The experimental.gkd.GKDTrainer is a wrapper around the SFTTrainer class that takes in a teacher model argument. It needs three parameters to be set via the experimental.gkd.GKDConfig namely:

  • lmbda: controls the student data fraction, i.e., the proportion of on-policy student-generated outputs. When lmbda=0.0, the loss reduces to supervised JSD where the student is trained with the token-level probabilities of the teacher. When lmbda=1.0, the loss reduces to on-policy JSD, where the student generates output sequences and token-specific feedback on these sequences from the teacher. For values in between [0, 1] it is random between the two based on the lmbda value for each batch.
  • seq_kd: controls whether to perform Sequence-Level KD (can be viewed as supervised FT on teacher-generated out). When seq_kd=True and lmbda=0.0, the loss reduces to supervised JSD, where the teacher generates output sequences and the student receives token-specific feedback on these sequences from the teacher.
  • beta: controls the interpolation in the generalized Jensen-Shannon Divergence. When beta=0.0 the loss approximates forward KL divergence, while for beta=1.0 the loss approximates reverse KL divergence. For values in between [0, 1] it interpolates between the two.

The authors find that on-policy data (high lmbda) performs better and the optimal beta varied depending on the task and evaluation method.

Make sure that attn_implementation="kernels-community/flash-attn2" when training Gemma models.
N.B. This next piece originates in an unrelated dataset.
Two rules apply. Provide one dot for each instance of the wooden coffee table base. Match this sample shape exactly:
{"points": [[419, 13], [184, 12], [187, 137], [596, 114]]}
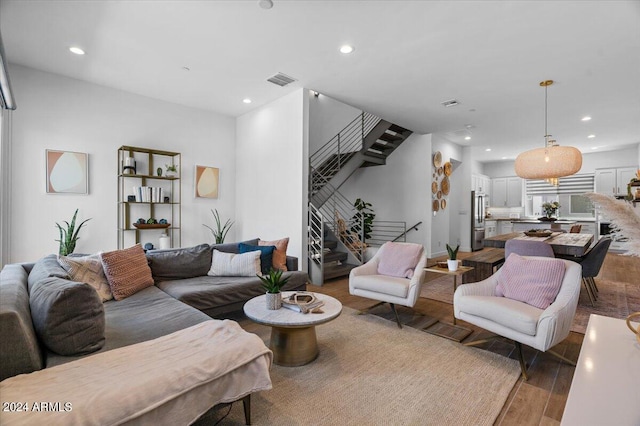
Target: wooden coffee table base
{"points": [[293, 347]]}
Otherwise you will encounter NaNs in the logits due to the soft capping technique adopted by this architecture.

The basic API is as follows:

from datasets import Dataset
from transformers import AutoModelForCausalLM, AutoTokenizer
from trl.experimental.gkd import GKDConfig, GKDTrainer

NUM_DUMMY_SAMPLES = 100

tokenizer = AutoTokenizer.from_pretrained("Qwen/Qwen2-0.5B-Instruct")
# The model to optimise
model = AutoModelForCausalLM.from_pretrained("Qwen/Qwen2-0.5B-Instruct")
# The teacher model to calculate the KL divergence against
teacher_model = AutoModelForCausalLM.from_pretrained("Qwen/Qwen2-1.5B-Instruct")

train_dataset = Dataset.from_dict(
    {
        "messages": [
            [
                {"role": "user", "content": "Hi, how are you?"},
                {"role": "assistant", "content": "I'm great thanks"},
            ]
        ]
        * NUM_DUMMY_SAMPLES
    }
)
eval_dataset = Dataset.from_dict(
    {
        "messages": [
            [
                {"role": "user", "content": "What colour is the sky?"},
                {"role": "assistant", "content": "The sky is blue"},
            ]
        ]
        * NUM_DUMMY_SAMPLES
    }
)

training_args = GKDConfig(output_dir="gkd-model", per_device_train_batch_size=1)
trainer = GKDTrainer(
    model=model,
    teacher_model=teacher_model,
    args=training_args,
    processing_class=tokenizer,
    train_dataset=train_dataset,
    eval_dataset=eval_dataset,
)
trainer.train()

Expected dataset type#

The dataset should be formatted as a list of “messages” where each message is a list of dictionaries with the following keys:

  • role: either system, assistant or user
  • content: the message content

GKDTrainer[[trl.experimental.gkd.GKDTrainer]]#

trl.experimental.gkd.GKDTrainer[[trl.experimental.gkd.GKDTrainer]]#

Source

Trainer for Generalized Knowledge Distillation (GKD) of language models.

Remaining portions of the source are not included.